Allbirds IPO: Sustainability-focused shoemaker eyes Nasdaq debut, but profits remain elusive

By Connie Lin

August 31, 2021

Trendy sneaker maker Allbirds has filed for an initial public offering, eyeing a Nasdaq debut amid swelling interest in sustainable goods.

The shoe company, famed for creating eco-friendly wool footwear from plant-based threads, has become somewhat iconic among Silicon Valley tech yuppies. Its IPO documents, released Tuesday, indicate rising sales in recent years—but that was caveated by widening net losses driven by high operating expenses. In 2020, Allbirds grew its revenue to $219 million, from $194 million the year before, but that ultimately crunched down to a net loss of $26 million, compared to a loss of $15 million the previous year.

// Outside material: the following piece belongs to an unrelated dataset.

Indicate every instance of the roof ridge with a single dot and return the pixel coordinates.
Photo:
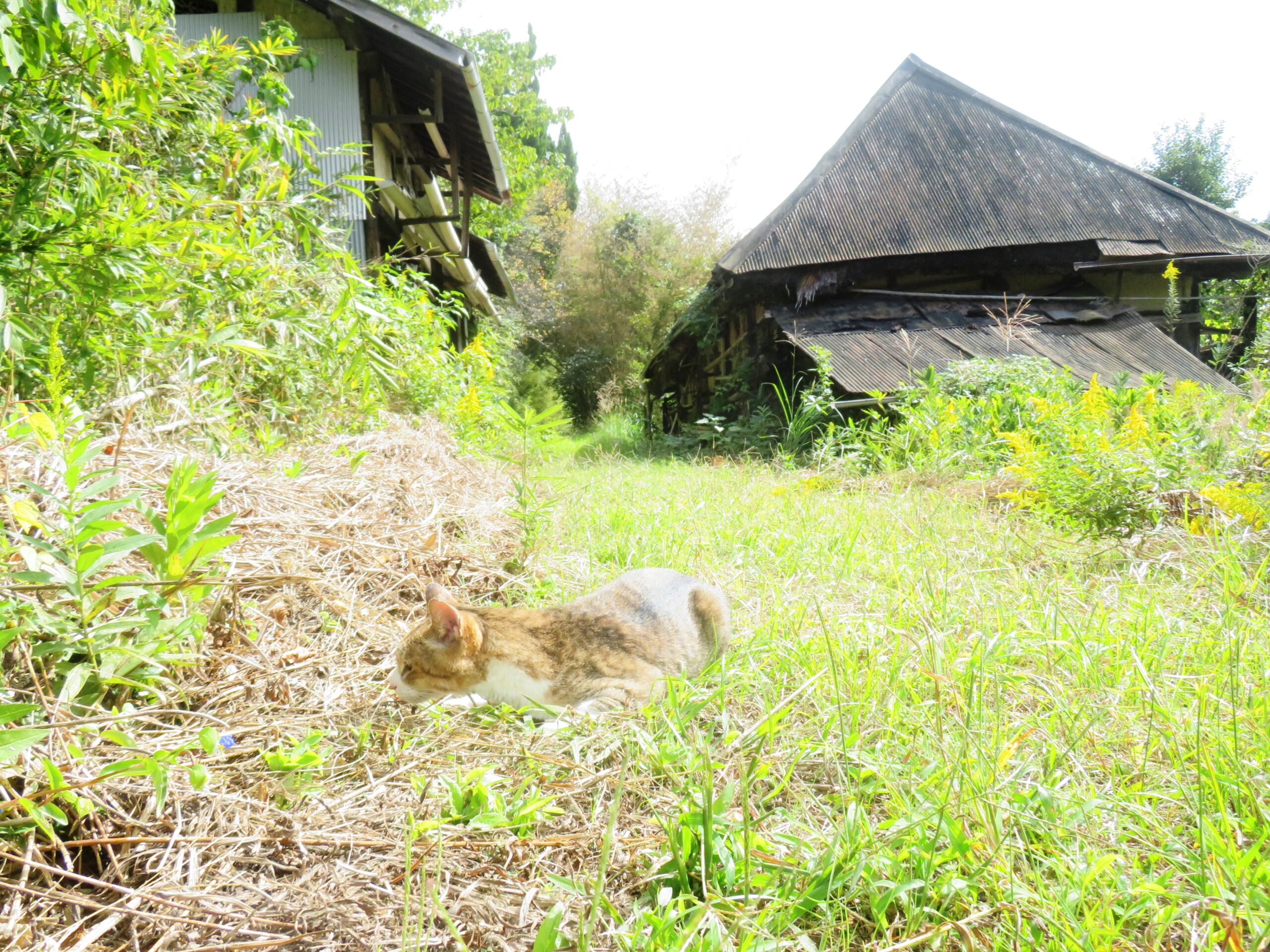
(742, 250)
(962, 88)
(747, 246)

Under its risk factors, the company lists, “We have incurred significant net losses since inception, and anticipate that we will continue to incur losses for the foreseeable future.” It’s also a certified B-Corp, meaning it’s legally required to balance profit with its purpose of improving society. For Allbirds, part of that is curbing the carbon-heavy manufacturing of synthetics that are ubiquitous in footwear.

Losses aside, Allbirds appears to be seizing a moment of investor mania over environmentally and socially conscious brands. The company’s IPO prospectus—which mentions “sustainability” more than 200 times—follows recent public debuts from Oatly, the dairy-free milk alternative, and The Honest Company, Hollywood actress Jessica Alba’s organic products bazaar focused on ethical consumerism. Plant-based meat company Impossible Foods is also seeking a debut via a blank-check merger, Reuters reported this spring.

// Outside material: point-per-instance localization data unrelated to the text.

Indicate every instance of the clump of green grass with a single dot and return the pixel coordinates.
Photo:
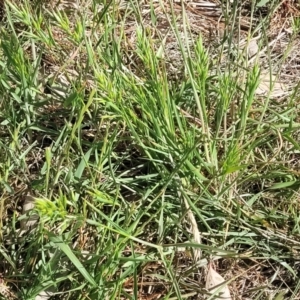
(116, 153)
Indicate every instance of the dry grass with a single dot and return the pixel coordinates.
(227, 33)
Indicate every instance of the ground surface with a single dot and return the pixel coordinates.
(148, 147)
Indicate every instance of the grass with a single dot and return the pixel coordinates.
(138, 147)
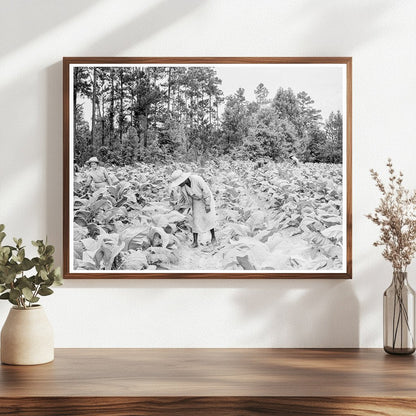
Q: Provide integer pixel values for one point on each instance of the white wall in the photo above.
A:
(380, 35)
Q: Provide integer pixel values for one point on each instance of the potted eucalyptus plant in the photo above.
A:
(27, 336)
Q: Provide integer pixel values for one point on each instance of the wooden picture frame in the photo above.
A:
(294, 153)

Allbirds’s IPO, along with an upcoming direct listing from buzzy eyewear brand Warby Parker, could also serve as a measure of investor appetite for cached, but money-losing millennial darlings. Along with mattress seller Casper, which had its own disastrous IPO in 2020, the three companies have become poster children for retail industry disruption.

The shoemaker’s prospectus lists the size of its offering as $100 million, which will serve as a placeholder until terms are set. According to a Bloomberg report, the company could seek a valuation of $2 billion or more.

Whether Allbirds soars or sinks is yet to be seen. But in the meantime, it’s expanding: It revealed this month that it would be launching a new line of athletic clothing spun from the pulp of eucalyptus trees, in an apparent bid to take on Nike and Lululemon. It currently has 27 brick-and-mortar locations worldwide, including stores in Auckland, Berlin, and Beijing.